VIDEO. Najat Vallaud-Belkacem répond au pape sur la «théorie du genre» dans les manuels scolaires

EDUCATION La ministre de l’Education Najat Vallaud-Belkacem « regrette » la parole « légère et infondée » du souverain pontife…

M.C. avec AFP

— 

Le pape
Le pape — VINCENZO PINTO / AFP

Les manuels scolaires français propageraient un « sournois endoctrinement de lathéorie du genre », selon le pape François. S’exprimant devant les journalistes dans l’avion qui le ramenait à Rome après trois jours dans le Caucase, le pontife argentin a employé l’expression utilisée par une frange conservatrice de la société qui s’inquiète des études et enseignements ouvrant à une perception nuancée des différences entre les sexes.

Pour illustrer son propos, le pape a raconté une anecdote rapportée par un père de famille catholique français, effaré que son fils de 10 ans envisage de devenir une fille. Ce père aurait raconté comment son fils, interrogé pendant un repas de famille sur ce qu’il voulait faire plus tard, lui aurait répondu : « Etre une fille ». « Le père s’est alors rendu compte que dans les livres des collèges, la « théorie du genre » continuait à être enseignée, alors que c’est contre les choses naturelles », a déclaré le pape.
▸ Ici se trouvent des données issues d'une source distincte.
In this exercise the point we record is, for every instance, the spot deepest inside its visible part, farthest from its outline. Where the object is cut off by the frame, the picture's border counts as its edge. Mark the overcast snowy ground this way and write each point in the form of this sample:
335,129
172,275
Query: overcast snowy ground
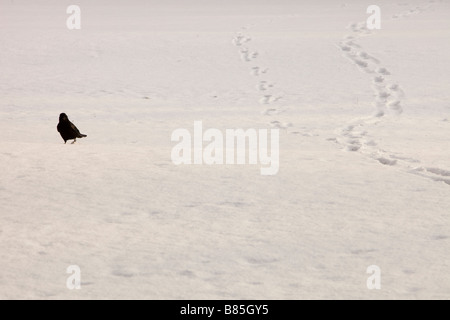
364,177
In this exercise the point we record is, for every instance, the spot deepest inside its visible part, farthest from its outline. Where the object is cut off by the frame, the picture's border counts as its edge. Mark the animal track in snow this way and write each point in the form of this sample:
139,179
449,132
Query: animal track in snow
387,101
263,86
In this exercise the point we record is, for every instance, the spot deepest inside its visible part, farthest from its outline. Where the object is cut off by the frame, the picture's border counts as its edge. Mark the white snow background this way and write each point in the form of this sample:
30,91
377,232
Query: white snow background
364,118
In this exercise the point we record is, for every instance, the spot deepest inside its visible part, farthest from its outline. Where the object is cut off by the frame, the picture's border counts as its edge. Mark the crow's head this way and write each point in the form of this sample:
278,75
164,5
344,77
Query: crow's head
63,117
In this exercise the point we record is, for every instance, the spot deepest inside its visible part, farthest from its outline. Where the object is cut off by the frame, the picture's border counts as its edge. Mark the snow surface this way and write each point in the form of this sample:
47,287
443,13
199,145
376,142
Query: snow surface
364,118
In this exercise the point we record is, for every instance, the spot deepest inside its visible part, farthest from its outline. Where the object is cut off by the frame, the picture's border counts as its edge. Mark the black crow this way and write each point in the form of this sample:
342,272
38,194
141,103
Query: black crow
68,130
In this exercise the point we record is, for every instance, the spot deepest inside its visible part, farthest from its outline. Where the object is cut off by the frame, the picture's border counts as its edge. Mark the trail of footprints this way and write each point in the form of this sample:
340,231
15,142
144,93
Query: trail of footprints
267,89
387,102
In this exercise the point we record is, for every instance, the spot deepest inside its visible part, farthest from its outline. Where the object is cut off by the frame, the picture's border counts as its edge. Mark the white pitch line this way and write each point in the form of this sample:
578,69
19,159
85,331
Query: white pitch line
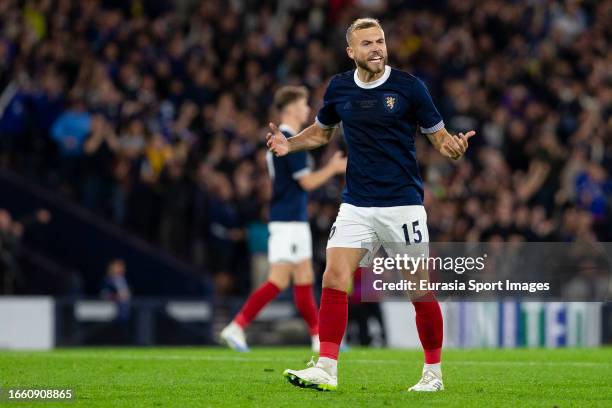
347,360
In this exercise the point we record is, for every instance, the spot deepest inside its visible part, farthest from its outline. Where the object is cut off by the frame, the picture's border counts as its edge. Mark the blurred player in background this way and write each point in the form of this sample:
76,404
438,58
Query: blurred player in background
290,242
380,109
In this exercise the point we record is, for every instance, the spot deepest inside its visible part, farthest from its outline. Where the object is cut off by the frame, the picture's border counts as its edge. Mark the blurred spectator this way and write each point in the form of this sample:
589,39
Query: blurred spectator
11,234
115,288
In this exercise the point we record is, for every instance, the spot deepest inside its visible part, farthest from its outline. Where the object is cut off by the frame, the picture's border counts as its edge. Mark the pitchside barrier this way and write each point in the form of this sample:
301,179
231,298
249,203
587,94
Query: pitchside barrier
44,323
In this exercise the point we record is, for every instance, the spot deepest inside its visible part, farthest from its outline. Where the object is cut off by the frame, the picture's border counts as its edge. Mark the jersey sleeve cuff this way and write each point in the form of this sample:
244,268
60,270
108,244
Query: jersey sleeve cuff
434,128
301,173
323,125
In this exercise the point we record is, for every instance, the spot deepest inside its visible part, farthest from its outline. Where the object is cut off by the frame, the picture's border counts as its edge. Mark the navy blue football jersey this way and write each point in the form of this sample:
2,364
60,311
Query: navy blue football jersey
380,120
289,200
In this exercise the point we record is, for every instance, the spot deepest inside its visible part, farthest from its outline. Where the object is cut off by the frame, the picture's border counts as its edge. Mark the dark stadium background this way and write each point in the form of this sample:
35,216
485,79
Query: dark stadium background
134,130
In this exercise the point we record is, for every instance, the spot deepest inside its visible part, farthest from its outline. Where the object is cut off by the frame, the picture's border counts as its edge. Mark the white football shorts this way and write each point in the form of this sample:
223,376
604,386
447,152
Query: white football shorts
401,229
289,242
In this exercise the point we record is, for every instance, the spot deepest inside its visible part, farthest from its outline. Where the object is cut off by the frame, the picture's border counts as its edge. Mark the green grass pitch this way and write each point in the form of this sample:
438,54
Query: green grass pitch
216,377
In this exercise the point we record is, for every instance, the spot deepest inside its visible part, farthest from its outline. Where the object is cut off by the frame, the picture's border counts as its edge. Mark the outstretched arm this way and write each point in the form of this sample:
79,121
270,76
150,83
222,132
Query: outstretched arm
310,138
451,146
335,165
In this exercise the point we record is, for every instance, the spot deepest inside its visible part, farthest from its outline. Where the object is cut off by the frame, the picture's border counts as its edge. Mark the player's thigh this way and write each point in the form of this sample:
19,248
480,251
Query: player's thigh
280,274
303,273
341,264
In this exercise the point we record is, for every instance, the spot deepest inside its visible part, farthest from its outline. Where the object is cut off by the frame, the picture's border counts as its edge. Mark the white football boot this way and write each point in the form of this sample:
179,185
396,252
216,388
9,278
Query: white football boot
316,377
234,337
431,381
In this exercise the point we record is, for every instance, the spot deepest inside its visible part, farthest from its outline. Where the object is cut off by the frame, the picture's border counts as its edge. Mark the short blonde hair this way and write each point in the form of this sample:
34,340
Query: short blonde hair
360,24
289,94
Najat Vallaud-Belkacem conseille au pape « de venir à la rencontre d’enseignants de l’école française »

La ministre de l’Education nationale Najat Vallaud-Belkacem a « regretté » ce lundi la « parole pour le moins légère et infondée » du pape François. « Je vois qu’il aura été lui aussi victime de la campagne de désinformation massive conduite par les intégristes », a-t-elle affirmé sur France Inter. « Je conseille au pape lors de l’un de ses prochains déplacements en France de venir à la rencontre d’enseignants de l’école française », « de feuilleter lui-même ces manuels scolaires, ces programmes et de m’expliquer en quoi il y aurait une théorie du genre, qui n’existe pas par ailleurs, dans ces livres », a ajouté la ministre.

>> A lire aussi : Une militante anti «théorie du genre» condamnée pour diffamation à l'encontre d'une institutrice

Une « guerre mondiale pour détruire le mariage »

Pour le chef de l’Eglise catholique, « avoir des tendances homosexuelles ou changer de sexe est une chose », mais « faire un enseignement dans les écoles sur cette ligne » en est une autre. Il s’agit là d’une volonté de « changer les mentalités », d’une « colonisation idéologique », a estimé le pape, qui avait dénoncé samedi à Tbilissi la « théorie du genre » comme l’un des aspects d’une « guerre mondiale pour détruire le mariage ».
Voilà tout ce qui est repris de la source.